"Let us join to truly religious conduct
a love of work and especially of study."
(Moreau Circular Letter 77).

But even with qualified teachers, Moreau had to overcome severe government policies designed to cripple or suppress Catholic education. "The almost total monopoly of secondary education established under Napoleon still remained. Specifically, two obstacles had to be surmounted. One was the law debarring a teacher who refused to depose that he was not a member of an unauthorized congregation. The other was that, where a public secondary school existed, a private institution might teach only elementary subjects not included in the government school curriculum, or repeat the government school courses, for which the pupils got no credit unless they attended them also in the government school." (MacEoin, p. 69).

Father Moreau did not give up; in 1838 he convinced the government to allow Holy Cross to teach more advanced subjects in French schools. But the educational mission of Holy Cross was not limited to France. Wherever they went in the world, Holy Cross priests and brothers became teachers. The most successful missions were in America, where Father Moreau's philosophy of education influenced Father Edward Sorin as he founded the University of Notre Dame. At first, it was a university in name only -- but Father Sorin, like Father Moreau, had aspirations that seemed to go beyond what was possible. And like Father Moreau, Father Sorin ultimately succeeded in his desire to establish Holy Cross priests and brothers not only in elementary schools but also in higher education.



Brothers of St. Joseph (Holy Cross)


1789 French Revolution begins.

1790 Religious orders in France are disbanded, schools closed; government seizes Church property. Since nearly all schools are Catholic schools, this means that children no longer go to school.

1799 Moreau born on February 11th of a peasant family in northwestern France, Province of Le Maine. Napoleon rules France.

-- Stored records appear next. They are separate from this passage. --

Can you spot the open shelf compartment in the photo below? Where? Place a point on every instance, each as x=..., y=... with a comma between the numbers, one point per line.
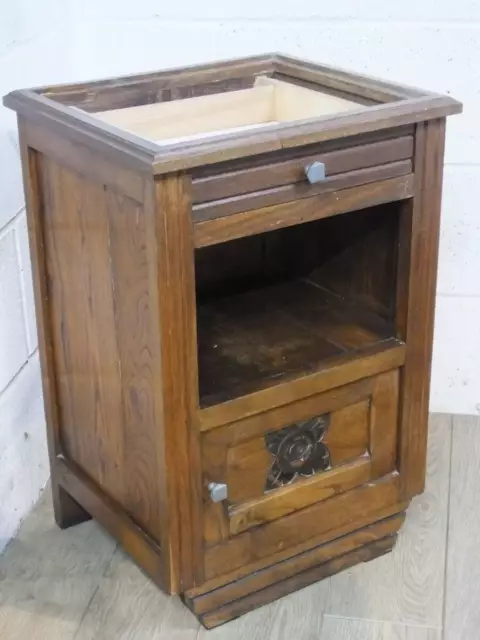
x=285, y=304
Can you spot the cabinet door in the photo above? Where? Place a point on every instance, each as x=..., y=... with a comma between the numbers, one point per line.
x=303, y=470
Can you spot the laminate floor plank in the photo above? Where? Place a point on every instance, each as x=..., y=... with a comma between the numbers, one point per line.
x=462, y=602
x=297, y=616
x=351, y=629
x=48, y=576
x=128, y=605
x=407, y=585
x=74, y=585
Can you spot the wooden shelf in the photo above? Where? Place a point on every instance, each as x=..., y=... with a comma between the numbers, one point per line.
x=257, y=339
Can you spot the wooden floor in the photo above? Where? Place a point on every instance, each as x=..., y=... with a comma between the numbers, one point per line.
x=77, y=585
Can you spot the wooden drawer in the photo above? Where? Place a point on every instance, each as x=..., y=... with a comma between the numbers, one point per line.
x=277, y=178
x=292, y=457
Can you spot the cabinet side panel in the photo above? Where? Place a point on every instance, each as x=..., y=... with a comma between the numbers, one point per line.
x=417, y=278
x=97, y=288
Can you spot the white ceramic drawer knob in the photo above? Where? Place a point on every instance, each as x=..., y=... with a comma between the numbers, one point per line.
x=315, y=172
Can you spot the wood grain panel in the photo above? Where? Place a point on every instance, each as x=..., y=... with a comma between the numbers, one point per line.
x=302, y=494
x=248, y=463
x=83, y=317
x=172, y=292
x=417, y=283
x=303, y=210
x=322, y=518
x=134, y=329
x=67, y=512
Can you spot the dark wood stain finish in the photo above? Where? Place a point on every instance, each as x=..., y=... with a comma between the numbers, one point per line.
x=196, y=300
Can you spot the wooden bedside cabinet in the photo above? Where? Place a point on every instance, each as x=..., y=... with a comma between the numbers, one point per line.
x=235, y=269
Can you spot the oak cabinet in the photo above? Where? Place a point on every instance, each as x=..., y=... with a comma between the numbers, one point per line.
x=235, y=270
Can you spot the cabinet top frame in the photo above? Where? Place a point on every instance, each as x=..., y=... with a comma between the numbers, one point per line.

1801 Concordat between France and Pope: secular clergy permitted to teach.

1807 Moreau's education begins with lessons from his parish priest (age 9).

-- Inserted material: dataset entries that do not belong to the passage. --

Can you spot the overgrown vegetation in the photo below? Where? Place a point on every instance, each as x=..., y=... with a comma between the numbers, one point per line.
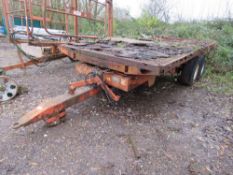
x=220, y=64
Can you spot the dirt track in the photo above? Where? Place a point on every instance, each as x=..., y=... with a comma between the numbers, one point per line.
x=168, y=129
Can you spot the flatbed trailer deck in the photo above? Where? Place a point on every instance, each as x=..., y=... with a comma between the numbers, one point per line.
x=123, y=64
x=138, y=57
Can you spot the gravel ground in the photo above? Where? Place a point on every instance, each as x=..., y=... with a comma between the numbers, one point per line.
x=168, y=129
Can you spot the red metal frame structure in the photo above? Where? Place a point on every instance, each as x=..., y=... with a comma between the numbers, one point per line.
x=104, y=63
x=26, y=10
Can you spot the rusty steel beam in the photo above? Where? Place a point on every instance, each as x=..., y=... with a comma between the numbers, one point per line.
x=53, y=109
x=42, y=59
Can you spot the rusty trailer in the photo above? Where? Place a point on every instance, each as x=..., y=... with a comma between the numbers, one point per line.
x=124, y=64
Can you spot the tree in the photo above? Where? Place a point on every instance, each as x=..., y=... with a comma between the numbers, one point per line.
x=159, y=9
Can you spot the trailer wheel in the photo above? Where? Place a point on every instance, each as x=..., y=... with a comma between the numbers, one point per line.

1814 Napoleon goes to Elba; Moreau goes to high school at Chateau-Gontier (age 15).

1815 Napoleon returns from Elba and is defeated at Waterloo.

1816 Moreau goes to the seminary of St. Sulpice, Paris (age 17).

1821 Napoleon dies on Saint Helena. Moreau is ordained a priest (age 22).

1823 Moreau teaches philosophy at the minor seminary of Tessé. He meets Father Dujarié, founder and superior of the Brothers of St. Joseph (age 24).

1825 Moreau appointed to chair of dogmatic theology at St. Vincent's major seminary (age 26).

1830 Moreau assigned to teach sacred scripture instead of dogmatic theology, probably because of his stand against Gallicanism (age 31).

1831 Father Dujarié chooses Moreau to help with the Brothers of St. Joseph.

1836 Bishop removes Moreau from his position as a professor of scripture at the major seminary and approves the establishment of the Auxiliary Priests of Le Mans, allowing them to work not only as missionaries but also as teachers (age 37).

1838 Moreau secures state authorization for his priests to teach at the high school level (age 39).

1842 Holy Cross missionaries found the University of Notre Dame.